Levels of press freedom in China are infamously poor and the country consistently finds itself towards the bottom of Reporters Without Borders’ press freedom index. It may be true that Australian audiences have never expected more from the deeply sheltered state than abject political bias and self-serving rhetoric courtesy of the Chinese Communist Party (CCP).

To that end, it could be that the lack of on-the-ground Chinese news provided to Australian outlets has not been overly missed. Media consumers have turned away from information that is often viewed as wholly unreliable, regardless of source.

However, the utter lack of access now afforded to Australian journalists deepens dangerous suspicions of Chinese machinations that are already rife among an anxious public. It strips us of the vital stories of humanness that encourage empathy, cooperation and tolerance across often inconceivable cultural divides. For Australia and China’s relationship to flourish, the Australian public must see China as more than just some nebulous existential threat.

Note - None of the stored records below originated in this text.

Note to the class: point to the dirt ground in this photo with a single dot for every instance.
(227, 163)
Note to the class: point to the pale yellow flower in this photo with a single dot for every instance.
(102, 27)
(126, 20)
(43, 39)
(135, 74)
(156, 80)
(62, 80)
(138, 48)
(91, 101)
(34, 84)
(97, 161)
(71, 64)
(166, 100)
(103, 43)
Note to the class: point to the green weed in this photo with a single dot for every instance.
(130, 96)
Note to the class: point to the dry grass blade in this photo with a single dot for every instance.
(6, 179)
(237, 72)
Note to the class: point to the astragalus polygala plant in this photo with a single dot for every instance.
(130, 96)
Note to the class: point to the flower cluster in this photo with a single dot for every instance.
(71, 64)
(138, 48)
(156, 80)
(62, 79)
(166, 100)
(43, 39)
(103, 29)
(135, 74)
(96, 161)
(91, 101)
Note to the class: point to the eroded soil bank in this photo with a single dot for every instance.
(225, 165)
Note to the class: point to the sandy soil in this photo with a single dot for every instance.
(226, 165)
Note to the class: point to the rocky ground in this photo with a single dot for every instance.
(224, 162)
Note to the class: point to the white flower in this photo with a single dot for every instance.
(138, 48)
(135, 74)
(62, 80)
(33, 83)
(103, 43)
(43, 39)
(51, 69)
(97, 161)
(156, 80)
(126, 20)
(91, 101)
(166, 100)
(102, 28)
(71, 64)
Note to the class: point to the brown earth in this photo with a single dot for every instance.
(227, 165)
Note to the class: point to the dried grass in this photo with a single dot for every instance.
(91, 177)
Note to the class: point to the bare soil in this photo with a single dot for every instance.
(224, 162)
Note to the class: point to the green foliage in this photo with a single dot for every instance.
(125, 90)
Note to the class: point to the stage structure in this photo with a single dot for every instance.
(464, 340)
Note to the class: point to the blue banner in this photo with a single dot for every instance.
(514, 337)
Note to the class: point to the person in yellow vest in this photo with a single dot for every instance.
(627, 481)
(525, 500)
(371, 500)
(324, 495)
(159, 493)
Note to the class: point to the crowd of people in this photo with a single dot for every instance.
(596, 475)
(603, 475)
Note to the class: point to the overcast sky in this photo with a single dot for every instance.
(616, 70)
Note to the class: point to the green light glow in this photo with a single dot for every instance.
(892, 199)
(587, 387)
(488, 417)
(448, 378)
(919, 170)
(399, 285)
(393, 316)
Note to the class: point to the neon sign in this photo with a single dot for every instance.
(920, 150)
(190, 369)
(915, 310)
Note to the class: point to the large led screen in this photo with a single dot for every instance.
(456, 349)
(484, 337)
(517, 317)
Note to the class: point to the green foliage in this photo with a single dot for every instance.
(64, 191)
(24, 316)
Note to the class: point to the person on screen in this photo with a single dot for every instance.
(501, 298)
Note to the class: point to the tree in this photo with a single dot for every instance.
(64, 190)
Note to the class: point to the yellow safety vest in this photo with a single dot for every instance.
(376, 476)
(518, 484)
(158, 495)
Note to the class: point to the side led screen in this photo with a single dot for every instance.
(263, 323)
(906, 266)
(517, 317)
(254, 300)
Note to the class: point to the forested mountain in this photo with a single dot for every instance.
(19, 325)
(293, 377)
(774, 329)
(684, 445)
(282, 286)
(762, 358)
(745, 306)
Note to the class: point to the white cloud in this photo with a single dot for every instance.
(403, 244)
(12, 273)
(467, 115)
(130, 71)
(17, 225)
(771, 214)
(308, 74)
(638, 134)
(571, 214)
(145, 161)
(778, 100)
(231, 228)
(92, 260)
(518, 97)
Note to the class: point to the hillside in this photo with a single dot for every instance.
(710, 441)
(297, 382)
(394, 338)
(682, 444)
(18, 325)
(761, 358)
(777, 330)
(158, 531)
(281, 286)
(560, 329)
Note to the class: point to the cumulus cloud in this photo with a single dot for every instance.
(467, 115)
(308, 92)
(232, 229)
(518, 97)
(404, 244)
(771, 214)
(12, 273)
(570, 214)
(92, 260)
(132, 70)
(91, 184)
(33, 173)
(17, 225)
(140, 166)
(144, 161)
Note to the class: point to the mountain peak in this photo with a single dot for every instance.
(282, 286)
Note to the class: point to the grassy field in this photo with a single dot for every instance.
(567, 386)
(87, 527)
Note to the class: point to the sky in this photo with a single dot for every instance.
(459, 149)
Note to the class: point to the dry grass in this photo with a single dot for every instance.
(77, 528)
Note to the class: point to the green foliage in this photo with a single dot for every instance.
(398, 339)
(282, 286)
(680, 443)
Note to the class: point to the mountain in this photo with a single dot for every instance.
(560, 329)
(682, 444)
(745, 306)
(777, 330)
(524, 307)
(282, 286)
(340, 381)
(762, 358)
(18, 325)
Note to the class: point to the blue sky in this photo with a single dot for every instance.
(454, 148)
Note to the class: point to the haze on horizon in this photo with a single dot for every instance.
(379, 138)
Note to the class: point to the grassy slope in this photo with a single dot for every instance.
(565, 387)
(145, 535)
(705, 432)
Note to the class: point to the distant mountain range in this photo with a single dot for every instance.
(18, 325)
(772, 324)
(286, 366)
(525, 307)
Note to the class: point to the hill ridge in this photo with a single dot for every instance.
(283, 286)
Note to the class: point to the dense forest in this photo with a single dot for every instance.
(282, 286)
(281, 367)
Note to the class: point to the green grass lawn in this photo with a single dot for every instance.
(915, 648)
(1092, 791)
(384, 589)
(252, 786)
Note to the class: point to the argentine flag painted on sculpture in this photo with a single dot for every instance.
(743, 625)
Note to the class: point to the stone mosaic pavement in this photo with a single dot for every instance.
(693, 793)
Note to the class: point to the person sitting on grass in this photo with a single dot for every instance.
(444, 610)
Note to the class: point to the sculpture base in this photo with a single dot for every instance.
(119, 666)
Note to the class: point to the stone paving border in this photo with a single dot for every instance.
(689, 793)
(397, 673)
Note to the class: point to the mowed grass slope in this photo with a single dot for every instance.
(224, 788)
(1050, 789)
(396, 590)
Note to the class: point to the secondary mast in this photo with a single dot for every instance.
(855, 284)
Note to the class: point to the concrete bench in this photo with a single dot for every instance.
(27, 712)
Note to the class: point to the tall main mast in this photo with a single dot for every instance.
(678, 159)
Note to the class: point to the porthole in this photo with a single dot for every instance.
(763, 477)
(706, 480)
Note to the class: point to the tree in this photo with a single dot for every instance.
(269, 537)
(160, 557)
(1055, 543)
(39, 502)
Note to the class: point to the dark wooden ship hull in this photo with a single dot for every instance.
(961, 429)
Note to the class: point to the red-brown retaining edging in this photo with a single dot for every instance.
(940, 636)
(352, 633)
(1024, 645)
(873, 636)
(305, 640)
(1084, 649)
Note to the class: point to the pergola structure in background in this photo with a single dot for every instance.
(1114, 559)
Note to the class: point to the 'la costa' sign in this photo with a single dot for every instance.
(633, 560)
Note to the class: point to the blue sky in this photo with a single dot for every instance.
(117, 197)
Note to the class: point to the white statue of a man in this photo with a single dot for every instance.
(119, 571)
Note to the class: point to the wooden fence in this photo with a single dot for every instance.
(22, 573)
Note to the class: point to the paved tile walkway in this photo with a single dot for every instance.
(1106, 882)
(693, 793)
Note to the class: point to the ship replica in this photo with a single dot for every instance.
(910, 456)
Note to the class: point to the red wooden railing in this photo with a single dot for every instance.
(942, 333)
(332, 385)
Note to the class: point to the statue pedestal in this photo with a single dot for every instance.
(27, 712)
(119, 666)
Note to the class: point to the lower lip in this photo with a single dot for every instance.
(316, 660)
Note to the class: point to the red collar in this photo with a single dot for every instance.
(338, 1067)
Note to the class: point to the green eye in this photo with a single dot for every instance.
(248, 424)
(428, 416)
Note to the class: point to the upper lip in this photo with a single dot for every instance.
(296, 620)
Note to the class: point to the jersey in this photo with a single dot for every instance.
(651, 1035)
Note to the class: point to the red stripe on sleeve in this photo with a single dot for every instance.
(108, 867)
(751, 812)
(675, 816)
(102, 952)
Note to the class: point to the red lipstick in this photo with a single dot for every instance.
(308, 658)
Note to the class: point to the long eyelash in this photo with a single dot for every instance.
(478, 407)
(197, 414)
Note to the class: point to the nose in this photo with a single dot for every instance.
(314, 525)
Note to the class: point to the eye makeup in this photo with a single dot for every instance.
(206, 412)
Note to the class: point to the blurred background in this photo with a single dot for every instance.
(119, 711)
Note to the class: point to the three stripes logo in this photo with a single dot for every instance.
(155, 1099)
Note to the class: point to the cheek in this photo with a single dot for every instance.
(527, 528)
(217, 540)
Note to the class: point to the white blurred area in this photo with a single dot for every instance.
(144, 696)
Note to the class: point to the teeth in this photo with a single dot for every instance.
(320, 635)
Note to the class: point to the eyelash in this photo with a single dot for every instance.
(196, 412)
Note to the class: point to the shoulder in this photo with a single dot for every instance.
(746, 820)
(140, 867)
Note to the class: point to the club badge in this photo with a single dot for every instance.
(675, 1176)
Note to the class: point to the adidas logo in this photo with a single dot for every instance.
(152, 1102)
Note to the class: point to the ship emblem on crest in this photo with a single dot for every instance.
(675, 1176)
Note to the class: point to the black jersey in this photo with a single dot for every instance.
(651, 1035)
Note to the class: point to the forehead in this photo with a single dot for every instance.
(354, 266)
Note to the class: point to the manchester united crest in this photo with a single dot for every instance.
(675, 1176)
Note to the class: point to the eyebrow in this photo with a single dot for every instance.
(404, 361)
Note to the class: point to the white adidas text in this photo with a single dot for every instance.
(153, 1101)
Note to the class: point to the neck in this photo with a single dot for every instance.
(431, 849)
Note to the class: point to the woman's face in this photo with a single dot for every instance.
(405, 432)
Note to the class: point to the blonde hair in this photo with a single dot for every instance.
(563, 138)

Now reporting from Jakarta as ABC’s Indonesia correspondent, Bill says the struggle is finding stories that are as relevant and interesting to Australian audiences as the ones he used to report on in China. For Bill, balance is important, as well as understanding that politics isn’t always about what is said on the record. “Some analysts say, not publicly, but they tend to say that a country like Indonesia doesn’t want China just completely to have its way in Asia. It sees the United States as a very important balancing power,” he says. 

“I don’t think any country here [in Asia] really wants either the US or much more likely China, to completely have carte blanche in the region.” But as far as looking for stories goes, at least there’s always Bali. “Stories about Australians in Bali, in whatever way, still get way more ‘clicks’ and engagement,” Bill says. “But we always have to balance and do stories that are important — not just stories that will do well.”

The foreign correspondent position is important, with serious responsibilities not just to the country you’re reporting on behalf of but to the one you’re reporting from. And if anything is clear to Bill from his time in China, it’s a position that can, at any moment, become extinct on the heated winds of diplomacy.